"Perbedaan di Lawang NGajeng bukan ditutupi, namun justru dibuka lebar-lebar. Baik perbedaan dalam agama, suku, budaya, sampai perbedaan dalam beropini. Semua dibuka tanpa tedeng aling-aling," paparnya
"Yang beragama Islam boleh berbicara seputar keislaman di depan teman-teman yang non muslim, dan begitu pula yang non muslim boleh berbicara tentang agamanya di depan teman-teman yang muslim. Semua boleh menggunakan identitasnya masing-masing, yang kristiani memakai salib, yang muslim juga boleh memakai kopyah atau identitas lainnya. Tapi semua diikat untuk bersama dengan kesadarannya. Inilah yang menarik, karena kukira tadinya mustahil, tapi Lawang Ngajeng membuktikannya," lanjut Marlis.
Hal senada juga disampaikan oleh mahasiswa pascasarjana HI, UGM, Mahmud Yunus, dan mahasiswa UPN, Basit. Menurutnya, Lawang Ngajeng memiliki nilai independensi yang terorganisir. Nilai menarik ini, menurutnya sehingga keduanya ikut sebagai bagian dari Lawang Ngajeng cabang Jogjakarta.

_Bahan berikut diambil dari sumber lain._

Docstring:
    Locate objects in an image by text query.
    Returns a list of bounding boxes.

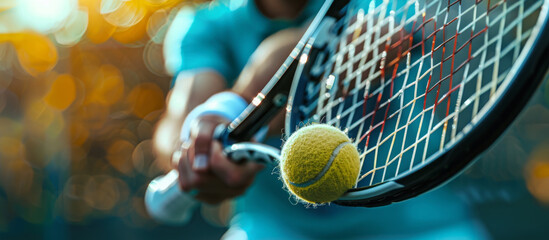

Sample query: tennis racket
[144,0,549,221]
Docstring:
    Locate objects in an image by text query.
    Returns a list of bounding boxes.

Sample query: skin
[153,0,306,204]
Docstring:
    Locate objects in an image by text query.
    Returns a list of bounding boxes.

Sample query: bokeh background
[0,0,549,239]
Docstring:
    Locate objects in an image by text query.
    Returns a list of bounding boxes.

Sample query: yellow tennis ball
[280,124,360,203]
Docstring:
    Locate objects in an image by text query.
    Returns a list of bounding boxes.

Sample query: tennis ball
[280,124,360,203]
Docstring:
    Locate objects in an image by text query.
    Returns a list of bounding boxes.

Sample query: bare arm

Sementara itu pengasuh Lawang Ngajeng Wahyu NH Aly atau yang akrab disapa Gus Wahyu mengatakan, Lawang Ngajeng merupakan komunitas yang siap mencetak generasi-generasi bangsa yang berbudaya, kreatif, progressif, kritis, dan penuh innovasi berbasis kebersamaan. Menurutnya juga, bangsa yang berbudaya akan mampu membawa kemajuan bagi suatu Negara.
"Indonesia akan maju dengan generasi-genarasi yang berbudaya," tutur Wahyu seusai mengisi acara Mahabbah Budaya - Lawang Ngajeng Jogja di English Café (18/10).